En 2004, le ministre du Budget, un certain Nicolas Sarkozy, fait un cadeau fiscal à son copain de jeu, Jean-René Fourtou, l’ancien patron de Vivendi. Mais personne n’est allé vérifier si, derrière, l’engagement était respecté, note Philippe Fontfrède. Chaque année, en France, il y a entre 60 et 80 milliards d’euros d’optimisation fiscale des très grandes entreprises. Moi, je me suis fixé sur ces 4 milliards-là.” Contrairement au CICE du quinquennat Hollande, qui accordait 40 milliards d’euros de réduction d’impôt aux grandes entreprises sans contrepartie de création d’emplois, le “bénéfice mondial consolidé” (BCM) dont a bénéficié Vivendi entre 2004 et 2011 engageait le groupe à créer “2.100 nouveaux emplois en CDI”, affirme Philippe Fonfrède, qui consulte régulièrement les bilans du groupe et a appris à lire entre les lignes : L‘épine dans leur pied est qu’ils ont signé un engagement qu’ils n’ont pas respecté. Le seul emmerdeur qui a fait le boulot de député, c’est moi.” Après avoir alerté et bombardé de mails les parlementaires, à la fin de l’année 2007, l’ancien administrateur de la plus grosse fédération de télécoms en France, la Ficome, commence à publier des articles sur son blog pour soulever la question du non-respect de la contrepartie du contrat par Vivendi SFR. En 2011, Philippe Fontfrède reçoit 350 pages d’assignation en justice. Le groupe l’attaque pour tenter de faire fermer son blog.

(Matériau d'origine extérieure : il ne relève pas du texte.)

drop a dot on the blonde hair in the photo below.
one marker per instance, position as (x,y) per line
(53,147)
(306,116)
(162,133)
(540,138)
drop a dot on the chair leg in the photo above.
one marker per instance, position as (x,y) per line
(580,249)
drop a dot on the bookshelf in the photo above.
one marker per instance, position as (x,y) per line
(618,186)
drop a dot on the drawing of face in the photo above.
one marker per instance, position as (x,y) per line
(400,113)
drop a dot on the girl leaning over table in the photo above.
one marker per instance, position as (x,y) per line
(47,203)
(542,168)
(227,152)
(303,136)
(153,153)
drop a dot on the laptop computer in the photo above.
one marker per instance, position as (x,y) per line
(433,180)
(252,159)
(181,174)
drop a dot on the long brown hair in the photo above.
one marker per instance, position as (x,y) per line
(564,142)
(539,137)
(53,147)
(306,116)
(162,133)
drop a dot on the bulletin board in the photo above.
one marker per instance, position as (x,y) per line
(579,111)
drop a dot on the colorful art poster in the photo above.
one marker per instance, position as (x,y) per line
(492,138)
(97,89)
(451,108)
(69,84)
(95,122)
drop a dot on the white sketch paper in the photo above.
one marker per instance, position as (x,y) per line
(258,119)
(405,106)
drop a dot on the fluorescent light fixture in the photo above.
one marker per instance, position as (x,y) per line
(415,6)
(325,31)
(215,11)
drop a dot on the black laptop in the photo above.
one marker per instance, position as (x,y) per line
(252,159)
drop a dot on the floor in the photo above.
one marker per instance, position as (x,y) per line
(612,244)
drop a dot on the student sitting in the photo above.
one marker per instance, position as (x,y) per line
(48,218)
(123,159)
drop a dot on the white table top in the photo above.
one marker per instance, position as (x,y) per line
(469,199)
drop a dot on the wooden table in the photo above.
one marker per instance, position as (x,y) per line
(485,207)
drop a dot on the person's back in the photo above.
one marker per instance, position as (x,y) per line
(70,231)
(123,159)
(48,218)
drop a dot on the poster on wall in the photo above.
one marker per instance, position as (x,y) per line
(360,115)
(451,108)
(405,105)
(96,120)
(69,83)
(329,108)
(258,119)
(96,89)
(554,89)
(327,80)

Quatre ans et demi de combat judiciaire

Resté sur le carreau après la fermeture par Neuf Télécom (aujourd’hui SFR) de son entreprise, il “pressentait déjà une casse sociale assez rapide” en tant qu’administrateur à la Ficome. À l’époque, je voyais déjà qu’il y avait des contrats de distribution qui étaient effectués de telle manière qu’ils étaient systématiquement à l’avantage des donneurs d’ordres. Lorsqu’un opérateur dit à une petite boutique de quartier de discuter avec SFR, Bouygues ou Orange, ces derniers peuvent ensuite, du jour au lendemain, mettre fin au contrat de distribution. Le patron de PME se retrouve alors avec des commerciaux et des investissements, mais il ne peut plus rien vendre dans sa boutique, retrace-t-il. J’ai vu des histoires de vie qui sont dramatiques. La mienne n’est pas simple, mais j’ai vu des gens que ces gens-là se permettent de massacrer quand bon leur semble. Et quand on voit la facilité avec laquelle le monde politique tourne la tête…” Entre 2011 et 2015, la guérilla judiciaire bat son plein : il faudra 22 audiences au tribunal pour que Vivendi soit débouté et que le blog de Philippe Fontfrède ne soit pas fermé. Il gagne définitivement en juillet 2015. “Quelque part, heureusement que SFR m’avait pillé et ruiné en faisant fermer ma boîte en 2006, car je suis à l’aide juridictionnelle totale. Mais j’ai quand même perdu quatre ans et demi de ma vie. Il faut imaginer une audience dans un tribunal face à ce genre de groupe : c’est un jeu violent et pernicieux”, raconte-t-il, après nous avoir confié les ravages que son combat a provoqués au sein de sa famille.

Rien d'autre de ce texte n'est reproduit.